Vestibular migraine (VM) is a type of migraine that involves dizziness as one of the more prominent symptoms. While many VM sufferers experience headache as an associated symptom, it is possible for sufferers to experience dizziness without head pain during their attack.
Other symptoms of VM include:
– Intolerance to head movements such as turning, bending down or looking up
– Tinnitus (ringing or other sound in the ear)
– Motion sickness
– Loss of balance
– Rocking sensation
– Pressure in the ears and/or head
– Neck pain
VM attacks can last from minutes to days or have a cyclical pattern of weeks to months. Common misdiagnoses include Benign Paroxysmal Positional Vertigo (BPPV) and Méniére’s disease.

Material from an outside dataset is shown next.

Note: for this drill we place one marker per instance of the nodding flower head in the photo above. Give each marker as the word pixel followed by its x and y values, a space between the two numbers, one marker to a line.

In order to balance, we rely on information from our eyes, inner ears and receptors in our neck. All three of these systems send information to the brainstem which coordinates eye and head movement. Therefore, if any of these systems are not functioning optimally, we can experience dizziness or poor balance.
With that in mind, a dysfunction in the upper neck muscles and joints can potentially cause a disruption in the information interpreted by the brainstem and cause dizziness.
Although the cause of vestibular migraine is not completely understood, we use the Watson Headache Approach and treat it like we do any other form of migraine. We use gentle treatment to the upper neck and aim to desensitize the brain stem in which the vestibular system relays information.
We work towards achieving results that decrease the symptoms of VM, allowing sufferers to get back to what they love doing and decrease their reliance on medication.